Helping horses

Fundraiser aimed to curtail slaughter of equines

By Jonathan Horn

Contributor

Billionaires T. Boone and Madeleine Pickens welcomed Rep. Dan Burton, R-Indiana, to their Del Mar Country Club in Rancho Santa Fe on June 29 for a campaign fundraiser focused on curtailing horse slaughter.

Burton is pushing legislation that would make it illegal for Americans to round up and sell wild horses to slaughterhouses in Canada and Mexico, where their meat is processed and sent mainly to Europe for human consumption. No horses have been legally slaughtered in the United States since the last abattoirs were closed in 2007. However, American so-called "killer-buyers" still deliver wild horses to processing plants across the borders, a lucrative activity Burton said needs to stop.

"Our goal is to make sure there is humane treatment for horses in this country," he said. "How the rest of the world handles it, we can't dictate to them.

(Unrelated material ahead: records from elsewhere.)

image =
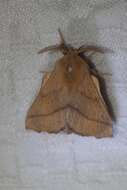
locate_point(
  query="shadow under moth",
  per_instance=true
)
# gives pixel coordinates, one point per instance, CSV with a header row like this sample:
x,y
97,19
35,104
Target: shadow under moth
x,y
70,98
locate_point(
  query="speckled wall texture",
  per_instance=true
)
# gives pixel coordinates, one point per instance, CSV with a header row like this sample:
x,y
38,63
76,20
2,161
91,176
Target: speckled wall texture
x,y
29,160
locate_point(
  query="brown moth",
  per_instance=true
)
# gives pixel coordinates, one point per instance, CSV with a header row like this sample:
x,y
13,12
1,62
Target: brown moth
x,y
70,96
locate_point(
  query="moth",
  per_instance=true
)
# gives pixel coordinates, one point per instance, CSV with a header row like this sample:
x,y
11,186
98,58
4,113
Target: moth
x,y
70,98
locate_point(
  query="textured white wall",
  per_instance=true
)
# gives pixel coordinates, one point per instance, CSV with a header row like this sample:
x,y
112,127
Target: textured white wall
x,y
29,160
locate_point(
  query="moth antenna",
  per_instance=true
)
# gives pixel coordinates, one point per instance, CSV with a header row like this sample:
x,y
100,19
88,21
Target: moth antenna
x,y
84,49
50,48
61,37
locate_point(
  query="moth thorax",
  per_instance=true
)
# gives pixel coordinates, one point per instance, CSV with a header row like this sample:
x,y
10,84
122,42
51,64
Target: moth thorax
x,y
69,68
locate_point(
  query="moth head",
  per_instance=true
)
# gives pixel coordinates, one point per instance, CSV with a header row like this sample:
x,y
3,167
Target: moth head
x,y
67,48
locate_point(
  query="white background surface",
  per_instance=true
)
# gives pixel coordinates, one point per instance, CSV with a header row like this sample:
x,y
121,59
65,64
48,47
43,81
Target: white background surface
x,y
29,160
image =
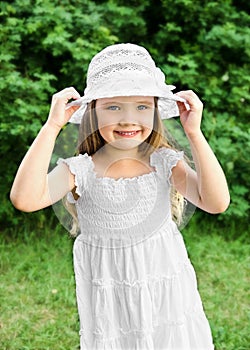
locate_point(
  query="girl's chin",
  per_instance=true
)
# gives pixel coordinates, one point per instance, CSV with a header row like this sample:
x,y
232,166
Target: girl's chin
x,y
125,144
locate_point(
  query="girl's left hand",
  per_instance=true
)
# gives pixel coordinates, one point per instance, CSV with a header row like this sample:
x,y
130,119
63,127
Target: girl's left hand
x,y
190,119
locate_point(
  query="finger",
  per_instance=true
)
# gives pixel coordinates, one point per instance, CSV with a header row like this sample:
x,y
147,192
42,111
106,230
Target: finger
x,y
191,98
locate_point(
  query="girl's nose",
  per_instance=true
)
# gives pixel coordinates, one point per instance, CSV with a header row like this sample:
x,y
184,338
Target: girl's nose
x,y
127,117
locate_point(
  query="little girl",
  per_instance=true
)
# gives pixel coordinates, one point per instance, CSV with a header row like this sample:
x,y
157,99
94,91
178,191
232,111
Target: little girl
x,y
135,286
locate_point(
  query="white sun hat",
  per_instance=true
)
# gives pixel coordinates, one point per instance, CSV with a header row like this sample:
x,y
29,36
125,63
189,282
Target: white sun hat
x,y
126,70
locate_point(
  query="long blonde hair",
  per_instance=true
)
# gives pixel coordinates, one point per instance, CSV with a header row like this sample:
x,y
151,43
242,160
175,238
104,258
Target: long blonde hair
x,y
90,141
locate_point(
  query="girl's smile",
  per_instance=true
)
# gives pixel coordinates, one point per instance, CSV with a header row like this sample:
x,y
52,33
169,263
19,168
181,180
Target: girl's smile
x,y
124,118
127,134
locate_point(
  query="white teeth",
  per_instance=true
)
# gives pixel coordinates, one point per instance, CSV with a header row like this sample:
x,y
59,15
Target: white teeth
x,y
127,133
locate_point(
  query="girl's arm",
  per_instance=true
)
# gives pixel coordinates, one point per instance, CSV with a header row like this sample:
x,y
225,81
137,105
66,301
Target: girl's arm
x,y
206,187
33,187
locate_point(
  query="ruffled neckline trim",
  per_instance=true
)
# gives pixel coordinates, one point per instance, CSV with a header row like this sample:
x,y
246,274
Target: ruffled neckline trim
x,y
141,177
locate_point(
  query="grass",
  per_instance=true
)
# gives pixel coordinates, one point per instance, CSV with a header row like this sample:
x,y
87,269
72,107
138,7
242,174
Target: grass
x,y
37,291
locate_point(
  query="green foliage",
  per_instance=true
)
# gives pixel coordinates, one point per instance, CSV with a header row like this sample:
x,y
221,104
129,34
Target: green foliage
x,y
37,289
200,45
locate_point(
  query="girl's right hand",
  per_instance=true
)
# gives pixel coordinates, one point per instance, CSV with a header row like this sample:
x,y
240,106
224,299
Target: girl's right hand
x,y
59,115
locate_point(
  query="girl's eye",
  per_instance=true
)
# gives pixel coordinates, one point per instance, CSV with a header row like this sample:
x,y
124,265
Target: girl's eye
x,y
113,108
142,107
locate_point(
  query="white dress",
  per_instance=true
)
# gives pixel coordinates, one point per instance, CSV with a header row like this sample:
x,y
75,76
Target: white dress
x,y
135,285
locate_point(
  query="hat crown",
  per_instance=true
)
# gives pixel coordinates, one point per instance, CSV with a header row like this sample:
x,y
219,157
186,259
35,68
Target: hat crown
x,y
119,59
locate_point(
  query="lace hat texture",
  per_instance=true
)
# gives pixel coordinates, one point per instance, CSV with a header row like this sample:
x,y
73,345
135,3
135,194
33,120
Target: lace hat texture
x,y
126,70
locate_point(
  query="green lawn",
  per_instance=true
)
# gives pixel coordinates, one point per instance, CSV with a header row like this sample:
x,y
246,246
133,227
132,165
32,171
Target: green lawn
x,y
37,293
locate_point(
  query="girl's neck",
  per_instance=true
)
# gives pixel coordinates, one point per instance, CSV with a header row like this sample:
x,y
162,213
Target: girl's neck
x,y
116,163
113,154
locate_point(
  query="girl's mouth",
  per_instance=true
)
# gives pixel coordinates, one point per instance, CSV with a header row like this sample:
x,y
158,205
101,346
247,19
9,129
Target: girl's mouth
x,y
128,133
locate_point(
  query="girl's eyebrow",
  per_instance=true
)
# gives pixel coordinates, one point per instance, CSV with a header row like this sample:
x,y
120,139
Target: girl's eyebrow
x,y
122,102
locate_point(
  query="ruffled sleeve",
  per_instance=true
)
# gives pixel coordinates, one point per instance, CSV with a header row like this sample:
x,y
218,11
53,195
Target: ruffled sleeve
x,y
79,166
165,159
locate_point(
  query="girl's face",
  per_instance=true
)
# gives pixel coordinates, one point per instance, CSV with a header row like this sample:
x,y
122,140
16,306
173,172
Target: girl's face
x,y
125,122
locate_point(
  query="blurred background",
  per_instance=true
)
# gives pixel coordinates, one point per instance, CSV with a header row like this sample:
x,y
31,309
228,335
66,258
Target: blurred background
x,y
200,45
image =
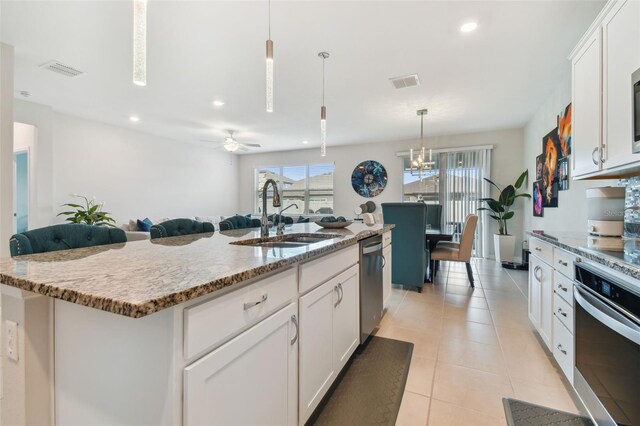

China does one thing, India does another, every country has their own approaches, and we try to set the example."

The roughly 150 attendees were asked to make campaign contributions to Burton, who is seeking reelection in Indiana for the 15th term. He is a proponent of HR 503, which makes killer-buying an offense punishable by up to three years in prison.

But there are also 33,000 wild horses currently in U.S. holding facilities, about 6,000 of which the government has considered euthanizing for population control. Madeline Pickens said she wants to protect them by building a sanctuary large enough for them to all roam free.

"Animal issues are very difficult because they can't talk, they don't have a voice," she said. "There are so many other issues where people have a loud voice, and so they jump to it, and the squeaky wheel gets the (grease)."

T. Boone Pickens, who spoke at the event, successfully testified before a congressional committee to close the last two large Texas abattoirs in 2007.

"We did some good, we changed some people's minds," he said. "Slaughtering the horses is a sad deal, we don't need to do that."

T. Boone and Madeleine Pickens, as well as Rep. Burton, took questions from the attendees. Topics ranged from ending horse slaughter to the proposed "Pickens Plan," which is T. Boone's solution to ending America's dependency on foreign oil. Linda Carel of Los Angeles chose to ask about horses.

Before she had the opportunity, she said of the Pickenses: "Our planet is in peril, these people heard the call, and have the means."